= Albert M. Craig =

American historian (1927–2021)

Albert Morton Craig (December 9, 1927 – December 1, 2021) was an American academic, historian, author and professor emeritus in the Department of History at Harvard University.

== Early life ==
As a youth in Chicago, Craig was an Eagle Scout, and also participated in both competitive swimming and judo. A more scholarly interest in Japan was piqued after the Second World War. While doing counterintelligence work for the United States Army in 1946 and 1947, he was stationed in Miyazaki and in Kyoto. While in Kyoto, he earned a third degree black belt in judo.

Craig earned an undergraduate degree in philosophy in 1949 at Northwestern University, where he was member of Phi Beta Kappa. While there, he set an NCAA freshman record in the 200 yard breaststroke. After college, the Fulbright Program made it possible for him to study economic history at the University of Strasbourg in Strasbourg, France. This was followed by two years (1951–53) as a graduate student at Kyoto University from 1951 through 1953.

He did his doctoral dissertation at Harvard University under the supervision of Edwin O. Reischauer and also worked with John K. Fairbank. Harvard awarded Craig his Ph.D. in history in 1959.

== Career ==
Professor Craig became a member of Harvard's faculty in 1959 and then taught there for forty years, during which he was also a visiting professor at the University of Tokyo, the University of Kyoto, and Keio University.

He became the Harvard-Yenching Research Professor of Japanese History. In addition, he served as Director of the Reischauer Institute (1983–1985) and as Director of the Harvard-Yenching Institute (1976–1987).
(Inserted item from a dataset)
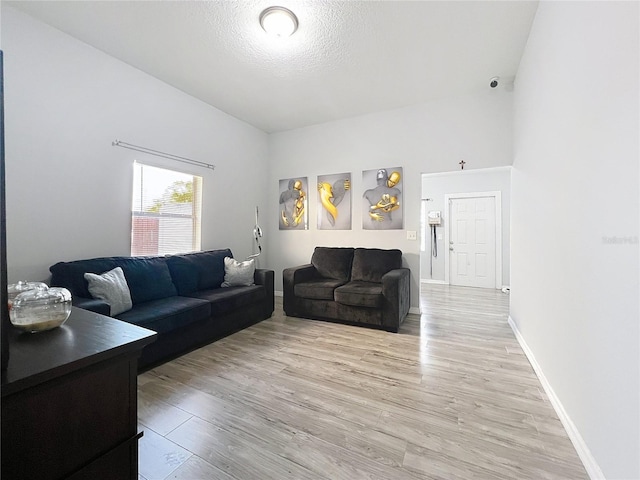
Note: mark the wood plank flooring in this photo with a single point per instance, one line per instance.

His research focused primarily on the transition from the Edo period through the Meiji period.

== Selected works ==
In a statistical overview derived from writings by and about Albert Craig, OCLC/WorldCat encompasses roughly 60+ works in 200+ publications in 7 languages and 8,000+ library holdings.

- Chōshū in the Meiji Restoration (1961)
- Personality in Japanese History (1971), with Donald Shively
- The Heritage of Japanese Civilization (2003)
- The Heritage of Chinese Civilization (2001)
- The Heritage of World Civilizations (2005)
- Civilization and Enlightenment: The Early Thought of Fukuzawa Yukichi (2009)

== Honors ==
- Guggenheim Fellowship
- Fulbright Fellowship
- Japan Foundation Fellowship
- Order of the Rising Sun, 1988
- At ages 80 and 85, Craig set world masters records for those age groups in the 200 meter breaststroke.